Life moves at warp speed, no one is going to deny that. Sometimes it's just easier to keep doing the same old things.
You wake up, you shower, you comb your hair, you pray you have coffee in the cabinet and you trudge into work. You know...routine, common place, the same stuff...different days...but then you dare to do one little thing different and suddenly it's like your in an episode of The Mary Tyler Moore show and you feel like you ARE going to make it after all!!
I am a social person. I know many will be shocked by this statement, but it's true. I like to talk, to eat, to drink, to not be sitting at home watching the world pass me by. I've often held 2 if not 3 jobs to not only help ensure I'm out and about, but to have that extra play money to do the things I love to do. Recently, however, my body has started to rebel against me and I've had to scale things back quite a bit and frankly - I'm not happy about it!
I had foot surgery in March that took me down for a good month. I had to stop, sit, and heal. It's not quite 100% yet but I can no longer wait....so....I move on. Then on Memorial Day weekend, I decided I am invincible and 12 years old...so I had some fun on the trampoline. Now before you roll your eyes, you must know....it seemed really safe....and like a really good idea at the time...I seized the moment! I mean, it was in IN ground trampoline...it's flush with the ground so not only did I NOT have to haul my but UP into it, I couldn't fall OFF of it. What I didn't anticipate however, was the slipping potential. Yes...since it was an in ground tramp, the water factor that pools up UNDER it never crossed my mind. So just as I was stepping off, I slipped. I slipped good too! My leg went one way, my body the other and well....the rest is history. Tore, no wait, completely shredded my ALC in my left knee (mind you, the foot surgery was on my right foot) sprained another ligament and bruised my bone. Now as if that isn't painful enough, I am sporting a killer knee brace that makes me look like Forest Gump until I have surgery on Aug. 3.

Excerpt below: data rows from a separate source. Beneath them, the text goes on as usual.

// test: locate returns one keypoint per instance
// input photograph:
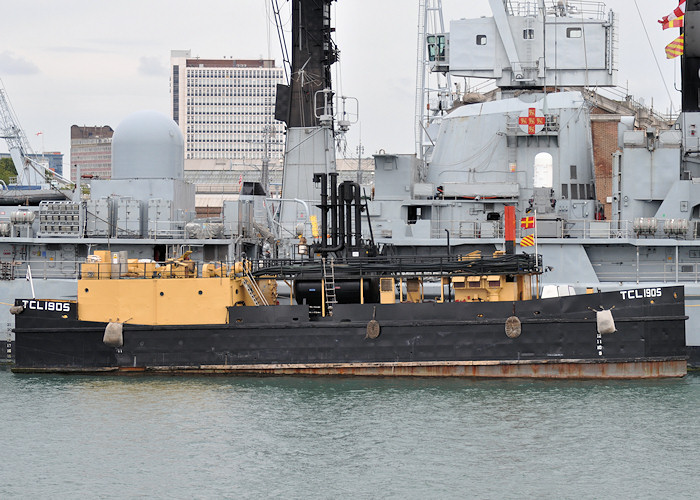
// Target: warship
(345, 316)
(354, 308)
(613, 195)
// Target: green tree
(7, 169)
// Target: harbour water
(105, 437)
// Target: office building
(91, 150)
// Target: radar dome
(147, 145)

Living in the moment can have consequences. What are the options though....sit at home watching the world go by or going out, playing hard, getting hurt and living with the shame, I mean consequences? I guess I say go big or go home!
So....this has taken me back a bit...kind of kept me from my normal running around, since I'm in pain almost all the time (still worth it!) and I'm kinda slow (slower than I normally am) I am not really an asset to my normal posse. Not that anyone is kicking me to the curb, but I'm definitely a damper to most situations. So I need to find some new opportunities to expand my "bubble".
I need activity so I decided to do something recently I don't normally do...I took risks...I stepped outside my bubble for just a bit and I have to say, it's been kind of refreshing. I've met some great new people, not to say my regular people aren't enough, but more is always better. I've learned some new things and I've started to think about my life and things a little differently. It's like it's your same space, you've just changed the paint color.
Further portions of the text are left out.